People Tell Me I Look Like Han Solo.
Friday, April 3, 2009
  Wolverine vs. Pirates!
So apparently a full version of X-Men Origins: Wolverine has leaked onto the Internet (albeit unfinished effects and music) weeks ahead of its May 1 theatrical release, and as anyone who knows even a little bit about the web understands, once this happens it's virtually impossible to get the toothpaste back into the tube (i.e. get it off the The French poster for Wolverine is absolutely ridiculous, as you can see. Is this Wolverine's origin told in musical form?Internet). I used to work in the music business right as the industry was grappling with the catastrophic impact that illegal online file-sharing had on its decades-old business model; it wasn't pretty (people losing their jobs, companies losing exorbitant amounts of money etc.), and once the boulder starts rolling down the hill pretty much nothing can make it stop. Internet piracy delivered a serious blow to the music industry – ultimately time will tell if it's crippling or even fatal – and now it's the movie industry that's trying to figure out exactly how to deal with the issue.

Bootlegging is a growing problem for the movie and DVD industry – I bought a transit pass the other day at a corner store in my neighbourhood and the wall behind the clerk was filled with DVDs of movies that had just been released theatrically or were due for an official DVD release in the coming weeks – and I think the decision-makers in the film business should look at the mistakes the music industry made in the early days of Napster to see what not to do. (For example, I've never been a big believer in the idea that suing some college kid into destitution because he downloaded a Metallica album or The Dark Knight onto his computer will act as any sort of deterrent for thousands of other people worldwide who do the exact same thing, but mine is not a popular viewpoint in the industry.) I think including digital copies of movies on DVD is a step in the right direction, as one of the reasons (though certainly not the only one) that I've never bothered with downloading movies or buying bootleg DVDs is that the quality is often awful. Apple's iTunes store proved that giving consumers reliably high-quality products, even if they could still ostensibly find an illegal version of the same with minimal effort, can work if implemented correctly.

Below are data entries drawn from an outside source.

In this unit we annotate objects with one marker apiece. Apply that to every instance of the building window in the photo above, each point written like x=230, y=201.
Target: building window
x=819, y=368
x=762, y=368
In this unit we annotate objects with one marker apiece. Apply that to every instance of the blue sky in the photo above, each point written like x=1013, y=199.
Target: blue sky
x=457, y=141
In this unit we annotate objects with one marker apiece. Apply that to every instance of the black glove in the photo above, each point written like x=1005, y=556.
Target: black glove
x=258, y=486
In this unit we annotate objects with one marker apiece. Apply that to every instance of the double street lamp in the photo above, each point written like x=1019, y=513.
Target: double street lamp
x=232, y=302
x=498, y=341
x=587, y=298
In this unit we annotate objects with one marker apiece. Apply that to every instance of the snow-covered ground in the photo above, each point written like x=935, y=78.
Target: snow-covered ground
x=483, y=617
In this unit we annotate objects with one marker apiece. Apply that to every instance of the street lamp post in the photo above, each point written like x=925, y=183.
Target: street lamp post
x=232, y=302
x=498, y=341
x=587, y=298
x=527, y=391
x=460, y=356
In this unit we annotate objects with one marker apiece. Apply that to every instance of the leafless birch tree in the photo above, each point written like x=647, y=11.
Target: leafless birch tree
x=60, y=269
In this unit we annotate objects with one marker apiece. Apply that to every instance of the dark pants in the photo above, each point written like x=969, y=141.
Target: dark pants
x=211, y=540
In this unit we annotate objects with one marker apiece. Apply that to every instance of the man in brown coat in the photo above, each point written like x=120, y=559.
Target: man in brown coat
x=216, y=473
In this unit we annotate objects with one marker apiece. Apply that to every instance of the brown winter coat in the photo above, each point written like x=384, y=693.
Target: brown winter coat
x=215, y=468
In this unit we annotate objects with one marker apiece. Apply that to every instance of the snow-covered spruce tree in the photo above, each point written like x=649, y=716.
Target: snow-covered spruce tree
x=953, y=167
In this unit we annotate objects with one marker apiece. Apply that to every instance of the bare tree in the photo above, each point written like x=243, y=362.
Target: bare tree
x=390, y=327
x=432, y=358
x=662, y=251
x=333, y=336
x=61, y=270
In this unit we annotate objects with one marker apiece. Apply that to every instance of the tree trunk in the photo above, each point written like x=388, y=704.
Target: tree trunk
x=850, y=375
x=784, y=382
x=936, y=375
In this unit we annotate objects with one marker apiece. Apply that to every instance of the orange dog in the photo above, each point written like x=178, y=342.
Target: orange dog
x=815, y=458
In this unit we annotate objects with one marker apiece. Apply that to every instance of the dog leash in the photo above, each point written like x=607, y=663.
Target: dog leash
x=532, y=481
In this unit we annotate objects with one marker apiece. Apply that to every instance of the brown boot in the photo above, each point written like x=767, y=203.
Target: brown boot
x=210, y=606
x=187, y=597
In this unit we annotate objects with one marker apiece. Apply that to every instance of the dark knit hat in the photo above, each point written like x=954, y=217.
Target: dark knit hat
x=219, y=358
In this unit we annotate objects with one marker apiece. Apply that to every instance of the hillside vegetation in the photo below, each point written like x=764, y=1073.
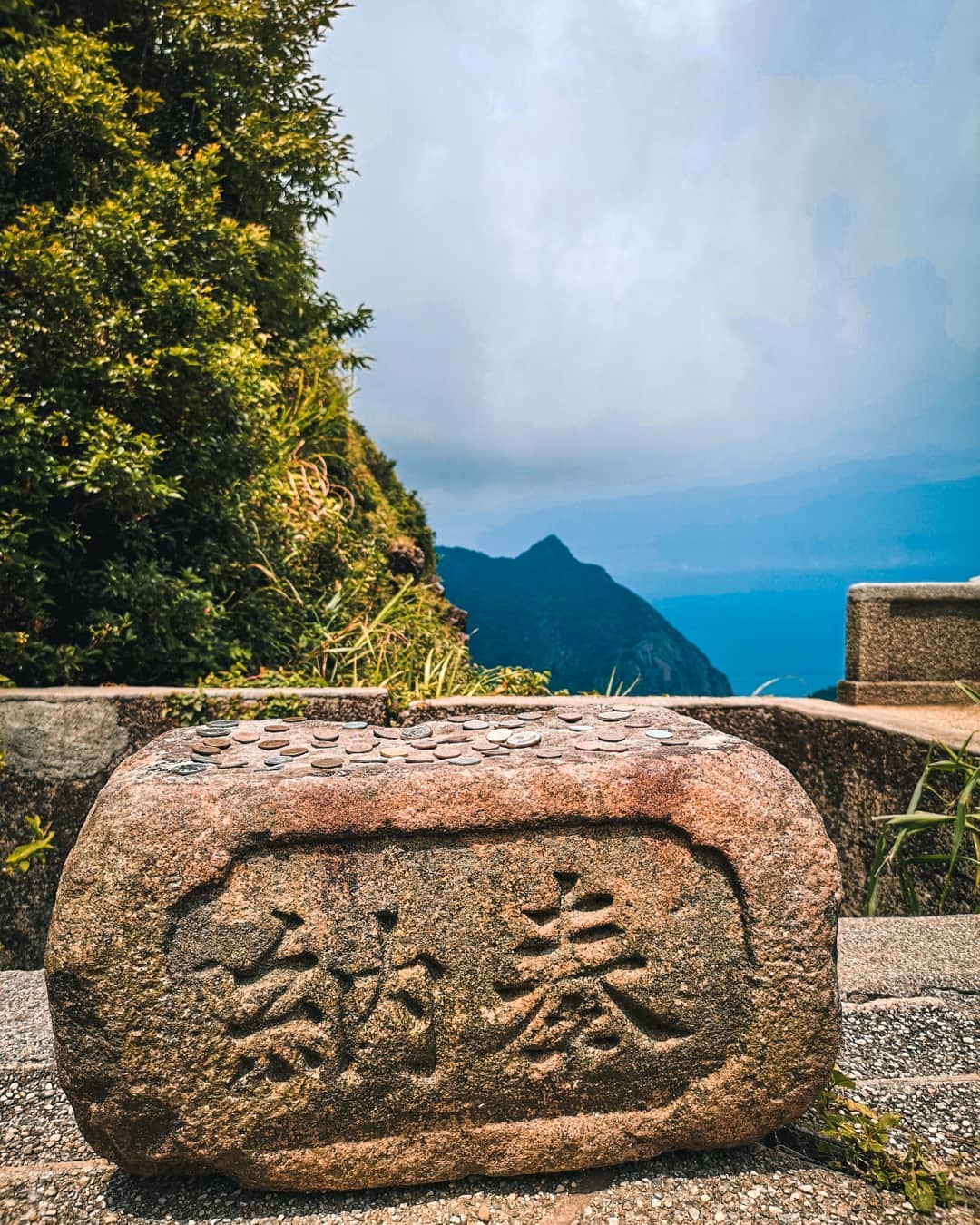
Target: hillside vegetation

It'll be very interesting to see if this leak impact's the film's box office success (or, more specifically, in the event that Wolverine is seen to underperform, if it'll be used as an excuse). Personally, I think the movie looks pretty crappy. And I say that not only as a comic book geek, but as a comic book geek for whom the X-Men franchise holds a very special place in my heart, as the first comic book I really got into in my formative comic-reading years. I've been hearing for years that 20th Century Fox is a studio that doesn't treat its "genre" properties (i.e. comic book movies, sci-fi, action, horror, crime, etc.) with any respect – with the exception of the first two X-Men movies, all their comic book movies have been mediocre-to-downright awful – instead viewing them purely as ways to make money with the effects-driven blockbusters that are in vogue, and Wolverine looks pretty damn generic (and talk that director Gavin Hood, who won a damn Oscar in 2006 for Tsotsi, is unhappy with the studio-imposed changes, is not an encouraging sign either).

The bottom line is, if some people want to seek out a crappy version of Wolverine with unfinished special effects and temp music to watch on their computers, I can't see that affecting the movie's bottom line all that seriously; hell, I'd argue that anyone willing to spend the time and energy it takes to find this thing online is probably interested enough in the movie that they'll pay to see it theatrically no matter what they think of the cruddy bootleg they downloaded. But as technology continues to move forward, it presents a myriad of potential problems for the movie industry to navigate. But considering the dozens, often hundreds of people who work on a film's production nowadays, coupled with the fact that the industry relies almost exclusively on easily-uploaded digital files for effects and editing work, and it's actually kind of amazing this sort of thing doesn't happen more often than it does. I guess we'll see how this plays out.